Owing to her dauntless use of sentiment and her ability to compose vulnerable pieces of literature, she was elected to the United States National Institute of Arts and Letters 1974.
Personal Life & Legacy
Even after the annulment of her marriage with her second husband Pole in 1966, she continued to live with him until her death; he was given all the rights to her literary works and thus he published many of her novels that she herself hadn’t.
She died in Los Angeles on January 14, 1977 after suffering with cancer for almost three years. She was 74 years old.
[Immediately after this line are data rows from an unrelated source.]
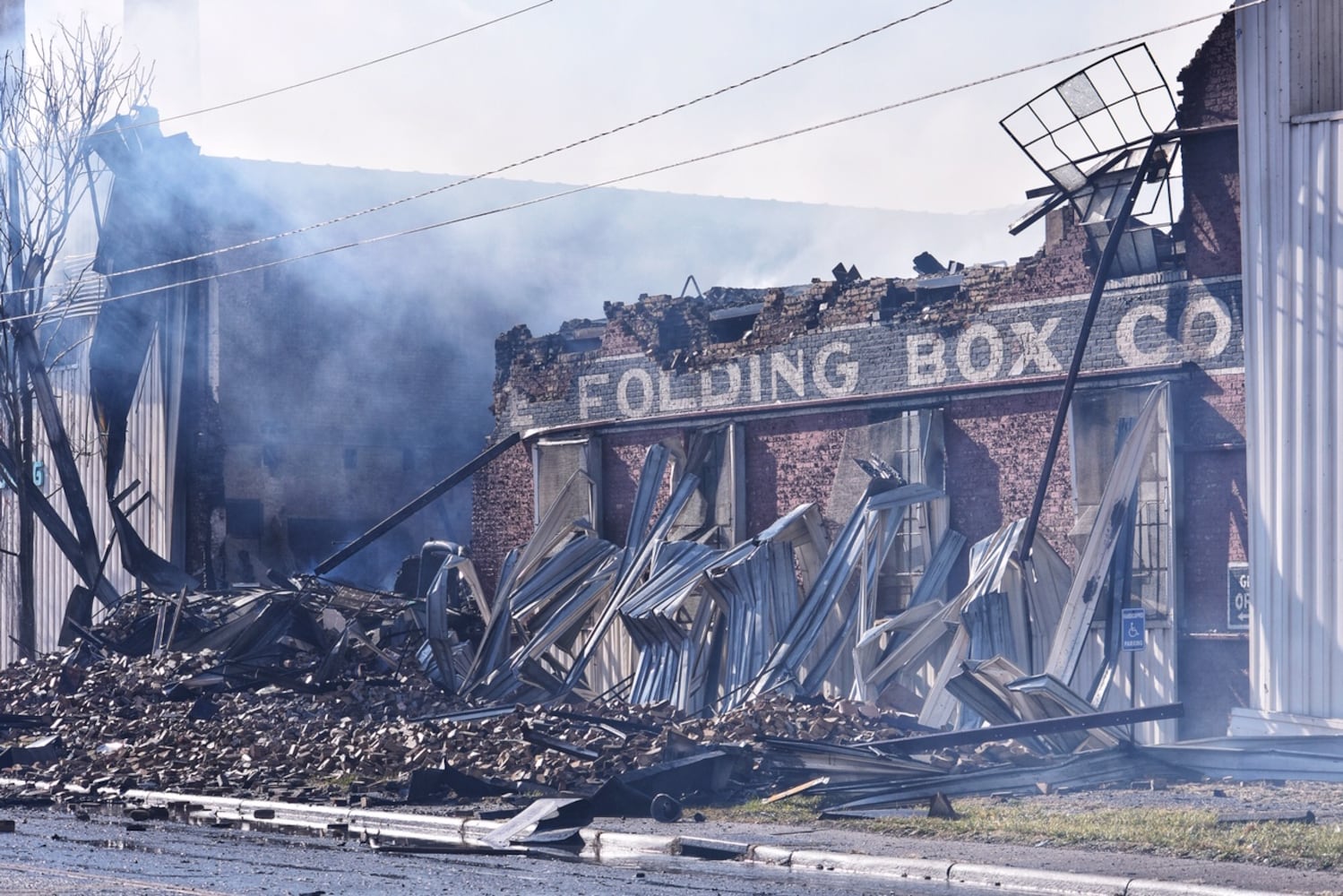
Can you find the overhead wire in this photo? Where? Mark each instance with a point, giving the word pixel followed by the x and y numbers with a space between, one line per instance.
pixel 646 172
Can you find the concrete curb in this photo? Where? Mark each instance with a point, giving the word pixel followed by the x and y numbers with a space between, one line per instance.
pixel 598 844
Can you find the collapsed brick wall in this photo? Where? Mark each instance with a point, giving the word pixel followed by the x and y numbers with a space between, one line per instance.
pixel 995 449
pixel 994 443
pixel 1210 222
pixel 1213 532
pixel 791 461
pixel 501 511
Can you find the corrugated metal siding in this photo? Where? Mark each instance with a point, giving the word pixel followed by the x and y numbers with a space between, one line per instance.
pixel 147 458
pixel 1292 209
pixel 1316 80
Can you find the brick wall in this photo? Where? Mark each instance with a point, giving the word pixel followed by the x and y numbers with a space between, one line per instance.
pixel 995 447
pixel 791 461
pixel 501 511
pixel 1210 223
pixel 1211 533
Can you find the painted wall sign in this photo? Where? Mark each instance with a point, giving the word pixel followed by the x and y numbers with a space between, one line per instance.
pixel 1238 597
pixel 1138 328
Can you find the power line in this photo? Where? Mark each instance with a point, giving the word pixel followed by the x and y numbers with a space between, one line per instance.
pixel 536 158
pixel 646 172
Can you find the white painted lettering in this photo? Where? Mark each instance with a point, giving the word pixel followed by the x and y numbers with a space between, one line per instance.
pixel 587 401
pixel 669 403
pixel 986 333
pixel 847 370
pixel 780 367
pixel 927 359
pixel 1125 336
pixel 645 400
pixel 1034 347
pixel 1210 306
pixel 708 398
pixel 753 375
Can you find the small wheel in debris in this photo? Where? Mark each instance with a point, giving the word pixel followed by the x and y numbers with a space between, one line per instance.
pixel 664 807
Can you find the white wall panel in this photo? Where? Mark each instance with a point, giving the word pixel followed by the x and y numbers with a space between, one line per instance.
pixel 1292 218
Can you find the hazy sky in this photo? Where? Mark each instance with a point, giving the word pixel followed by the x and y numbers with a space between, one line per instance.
pixel 575 67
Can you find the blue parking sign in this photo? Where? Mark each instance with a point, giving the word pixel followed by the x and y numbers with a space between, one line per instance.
pixel 1132 629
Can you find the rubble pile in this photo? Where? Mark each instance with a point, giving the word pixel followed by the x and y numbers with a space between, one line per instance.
pixel 117 726
pixel 684 659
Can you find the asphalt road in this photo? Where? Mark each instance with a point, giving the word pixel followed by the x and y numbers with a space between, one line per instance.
pixel 51 852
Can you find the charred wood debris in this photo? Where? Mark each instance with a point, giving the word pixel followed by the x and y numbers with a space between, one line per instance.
pixel 621 680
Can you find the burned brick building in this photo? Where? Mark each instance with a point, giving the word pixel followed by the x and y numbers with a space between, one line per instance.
pixel 778 398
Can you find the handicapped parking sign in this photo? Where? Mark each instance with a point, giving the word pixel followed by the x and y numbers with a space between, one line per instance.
pixel 1132 629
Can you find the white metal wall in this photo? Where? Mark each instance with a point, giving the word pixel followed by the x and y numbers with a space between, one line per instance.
pixel 147 458
pixel 1292 218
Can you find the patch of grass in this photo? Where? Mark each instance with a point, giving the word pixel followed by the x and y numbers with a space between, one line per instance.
pixel 1189 833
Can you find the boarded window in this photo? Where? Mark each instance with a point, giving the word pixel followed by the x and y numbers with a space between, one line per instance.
pixel 919 457
pixel 1100 421
pixel 555 461
pixel 716 514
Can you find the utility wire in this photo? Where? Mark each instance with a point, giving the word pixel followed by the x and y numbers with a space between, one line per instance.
pixel 529 159
pixel 646 172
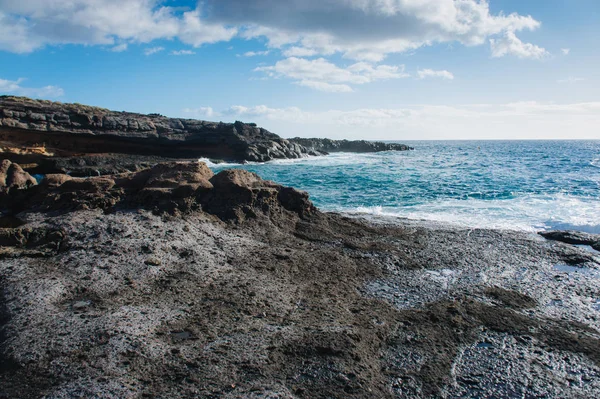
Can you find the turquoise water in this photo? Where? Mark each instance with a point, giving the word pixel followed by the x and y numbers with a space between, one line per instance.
pixel 523 185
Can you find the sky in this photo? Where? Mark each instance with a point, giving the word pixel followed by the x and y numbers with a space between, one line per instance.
pixel 355 69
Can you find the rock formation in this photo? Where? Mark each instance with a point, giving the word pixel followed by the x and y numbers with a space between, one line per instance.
pixel 167 187
pixel 174 282
pixel 328 145
pixel 38 129
pixel 13 177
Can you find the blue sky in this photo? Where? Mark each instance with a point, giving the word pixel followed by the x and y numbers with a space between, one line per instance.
pixel 379 69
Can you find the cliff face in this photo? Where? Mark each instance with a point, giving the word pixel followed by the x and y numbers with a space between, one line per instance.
pixel 74 129
pixel 328 145
pixel 174 282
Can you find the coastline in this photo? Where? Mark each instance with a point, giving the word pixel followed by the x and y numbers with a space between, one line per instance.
pixel 257 293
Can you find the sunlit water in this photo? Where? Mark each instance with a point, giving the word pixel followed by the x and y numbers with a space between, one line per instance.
pixel 523 185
Though she was raised a Roman-Catholic, she desired to cremate her body instead of burying it. Her ashes were sprinkled over the Santa Monica Bay in Mermaid Cove.
In honour of her most contentious piece of literature, Philip Kaufman directed the film ‘Henry & June’ in the year 1990. Her character was enacted by the famous Maria de Medeiros.
In reverence of her work, Steven Reigns organised an event called ‘Anais Nin @ 105’ at Hammer Museum in 2008.
Anais chose to have no children. However she became pregnant several times and aborted the foetuses.